FCA members give their all to more than just sports

By SHAYNE GOTTLOB Sportswriter

 

 College athletics today are on a much higher level then where it used to be as far as competition and commitment from athletes are concerned. 

Today’s college athletes are required to sacrifice many hours of their time each week for their sport in addition to carrying a full academic load. A combination of the two engulfs most hours of an athlete’s day, leaving little time for other activities, especially when the athletes are competing during their specific seasons. 

“During football season, it can get difficult … and challenging, but it’s a good challenge,” senior wide receiver Dominique Wright said. 

Much like other athletes, Wright has obligations to his team during the season such as watching film, lifting weights and receiving health treatments, all of which is in addition to practice and games. 

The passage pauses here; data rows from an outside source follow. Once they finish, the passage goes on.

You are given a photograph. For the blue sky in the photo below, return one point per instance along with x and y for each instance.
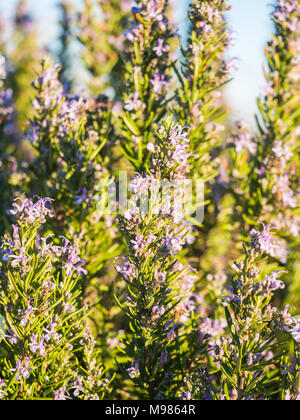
(251, 25)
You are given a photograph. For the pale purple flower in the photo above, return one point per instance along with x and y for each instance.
(127, 270)
(27, 315)
(134, 103)
(37, 346)
(22, 369)
(2, 67)
(161, 47)
(159, 82)
(78, 385)
(264, 242)
(157, 312)
(61, 395)
(245, 141)
(81, 197)
(50, 332)
(139, 185)
(31, 212)
(282, 151)
(2, 392)
(134, 371)
(294, 330)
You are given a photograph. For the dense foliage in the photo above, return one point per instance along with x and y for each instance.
(149, 247)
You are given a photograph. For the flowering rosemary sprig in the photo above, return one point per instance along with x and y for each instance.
(99, 29)
(251, 356)
(47, 350)
(147, 73)
(204, 71)
(159, 300)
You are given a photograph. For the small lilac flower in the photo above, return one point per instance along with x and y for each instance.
(127, 270)
(36, 346)
(134, 372)
(78, 385)
(2, 392)
(264, 242)
(134, 103)
(61, 395)
(22, 369)
(157, 312)
(161, 48)
(159, 82)
(2, 67)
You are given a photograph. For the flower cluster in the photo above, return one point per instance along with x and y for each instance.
(46, 332)
(147, 76)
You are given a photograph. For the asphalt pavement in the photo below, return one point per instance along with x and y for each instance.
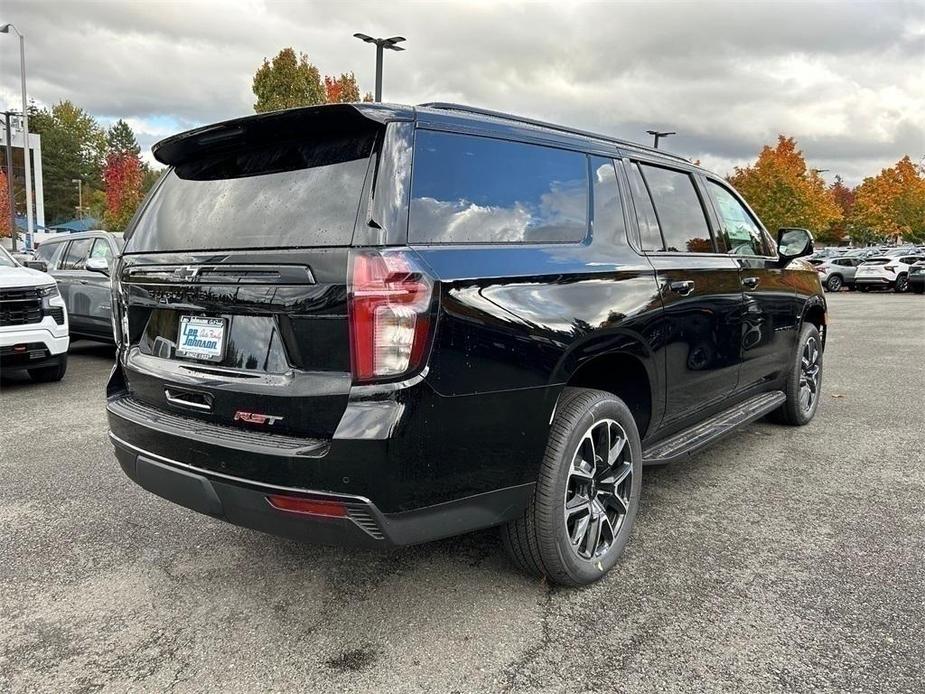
(780, 560)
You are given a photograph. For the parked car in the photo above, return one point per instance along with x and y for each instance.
(33, 322)
(836, 273)
(503, 333)
(886, 272)
(80, 263)
(917, 276)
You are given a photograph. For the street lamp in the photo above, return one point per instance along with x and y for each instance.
(659, 134)
(80, 196)
(380, 45)
(5, 29)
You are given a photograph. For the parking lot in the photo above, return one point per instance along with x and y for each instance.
(779, 560)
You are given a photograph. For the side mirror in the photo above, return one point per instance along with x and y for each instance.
(100, 265)
(793, 243)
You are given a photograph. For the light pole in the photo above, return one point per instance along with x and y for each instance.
(5, 29)
(80, 196)
(380, 45)
(659, 134)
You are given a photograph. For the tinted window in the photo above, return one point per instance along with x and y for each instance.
(290, 194)
(743, 235)
(645, 212)
(479, 190)
(47, 251)
(101, 249)
(76, 254)
(680, 214)
(608, 207)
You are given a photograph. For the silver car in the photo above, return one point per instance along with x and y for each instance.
(80, 263)
(836, 273)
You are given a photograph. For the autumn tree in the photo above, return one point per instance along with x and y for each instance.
(123, 175)
(342, 90)
(891, 205)
(73, 147)
(784, 192)
(287, 81)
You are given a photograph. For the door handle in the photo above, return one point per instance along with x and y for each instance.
(683, 288)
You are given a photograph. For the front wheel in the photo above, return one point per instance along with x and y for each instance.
(804, 380)
(587, 493)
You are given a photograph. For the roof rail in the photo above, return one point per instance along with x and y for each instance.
(448, 106)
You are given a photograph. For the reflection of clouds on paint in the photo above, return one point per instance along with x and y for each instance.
(559, 216)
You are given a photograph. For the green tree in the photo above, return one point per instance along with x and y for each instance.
(121, 139)
(286, 82)
(784, 192)
(73, 147)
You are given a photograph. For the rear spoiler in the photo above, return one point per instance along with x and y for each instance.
(274, 127)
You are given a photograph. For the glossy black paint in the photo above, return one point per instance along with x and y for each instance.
(515, 323)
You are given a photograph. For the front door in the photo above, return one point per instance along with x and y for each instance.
(700, 288)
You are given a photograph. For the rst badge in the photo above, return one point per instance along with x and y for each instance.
(256, 418)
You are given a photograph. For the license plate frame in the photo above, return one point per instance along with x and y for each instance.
(215, 332)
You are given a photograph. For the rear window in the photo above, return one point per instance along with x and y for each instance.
(479, 190)
(278, 196)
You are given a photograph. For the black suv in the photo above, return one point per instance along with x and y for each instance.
(382, 325)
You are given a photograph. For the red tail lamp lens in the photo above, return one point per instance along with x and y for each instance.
(309, 507)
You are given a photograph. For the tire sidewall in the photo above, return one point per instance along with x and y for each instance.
(582, 571)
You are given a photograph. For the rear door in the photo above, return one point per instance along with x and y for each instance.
(772, 310)
(233, 283)
(700, 288)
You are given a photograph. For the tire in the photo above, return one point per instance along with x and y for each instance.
(47, 374)
(541, 541)
(794, 411)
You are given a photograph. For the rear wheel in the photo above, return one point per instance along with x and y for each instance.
(587, 494)
(46, 374)
(804, 381)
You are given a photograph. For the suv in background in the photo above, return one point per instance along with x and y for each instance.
(835, 273)
(33, 322)
(886, 272)
(80, 263)
(383, 325)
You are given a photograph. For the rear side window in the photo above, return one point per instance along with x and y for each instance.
(76, 254)
(680, 214)
(288, 194)
(469, 189)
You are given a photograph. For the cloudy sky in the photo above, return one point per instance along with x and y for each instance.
(847, 79)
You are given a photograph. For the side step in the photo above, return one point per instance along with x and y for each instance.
(690, 440)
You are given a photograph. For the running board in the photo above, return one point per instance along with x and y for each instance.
(703, 434)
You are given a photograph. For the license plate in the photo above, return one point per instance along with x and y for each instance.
(201, 338)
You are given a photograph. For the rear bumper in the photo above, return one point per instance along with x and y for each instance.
(245, 503)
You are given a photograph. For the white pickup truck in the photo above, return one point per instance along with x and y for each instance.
(33, 322)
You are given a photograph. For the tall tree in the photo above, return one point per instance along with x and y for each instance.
(784, 192)
(73, 147)
(5, 229)
(121, 139)
(890, 205)
(287, 81)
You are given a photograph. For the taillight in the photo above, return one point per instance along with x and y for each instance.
(389, 308)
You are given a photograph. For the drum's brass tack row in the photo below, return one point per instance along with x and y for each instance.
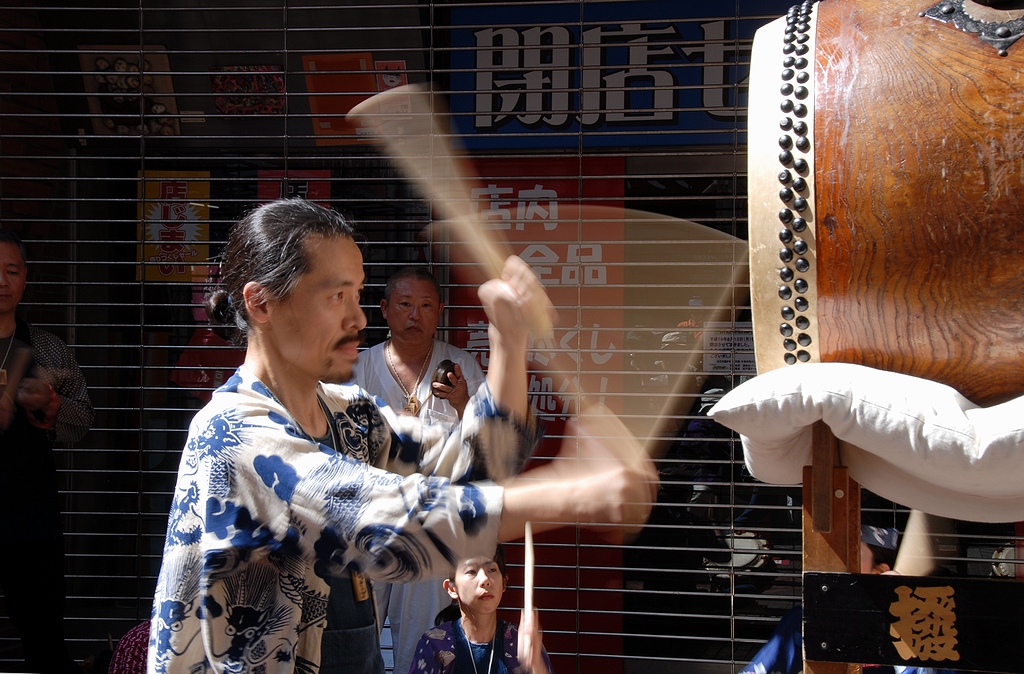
(795, 214)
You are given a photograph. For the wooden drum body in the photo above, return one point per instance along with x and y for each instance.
(886, 207)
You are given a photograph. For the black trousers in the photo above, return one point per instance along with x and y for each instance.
(33, 582)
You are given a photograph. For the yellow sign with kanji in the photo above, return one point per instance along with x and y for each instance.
(174, 225)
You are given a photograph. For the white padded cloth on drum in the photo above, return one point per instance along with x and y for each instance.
(908, 439)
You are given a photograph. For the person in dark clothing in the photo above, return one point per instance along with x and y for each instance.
(43, 398)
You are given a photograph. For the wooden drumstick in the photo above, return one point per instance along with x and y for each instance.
(527, 583)
(408, 121)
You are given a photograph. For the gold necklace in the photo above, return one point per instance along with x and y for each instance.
(412, 403)
(3, 366)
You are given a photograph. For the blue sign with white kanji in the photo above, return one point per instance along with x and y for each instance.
(635, 73)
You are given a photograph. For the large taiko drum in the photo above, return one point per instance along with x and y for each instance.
(886, 202)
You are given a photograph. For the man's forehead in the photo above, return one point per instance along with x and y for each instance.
(337, 261)
(415, 288)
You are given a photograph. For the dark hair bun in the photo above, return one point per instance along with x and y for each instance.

“During football season is the biggest challenge in trying to maintain relationships and my faith and school work,” Wright said. “All of that is the biggest challenge.” 

People often form a perception that athletes focus on their sports without much awareness of what else is going on around them on campus or in their community. 

For a number of athletes, this assumption may be true. However, this concept does not accurately apply to the student-athletes at SDSU, especially for those athletes who actively participate in Fellowship of Christian Athletes. 

FCA is an organization that provides a two-way street for athletes. FCA allows athletes to grow in their Christian faith as well as bond with students in other sports, but the other aspect that athletes enjoy is the opportunities they are given to serve others. 

“Serving is definitively a huge part of FCA and it is one of the reasons why I love it, “ Wright 

 

 said. “With FCA and being able to serve, you kind of get out of your comfort zone. Serving others has definitely helped me out and is a huge part of my life.”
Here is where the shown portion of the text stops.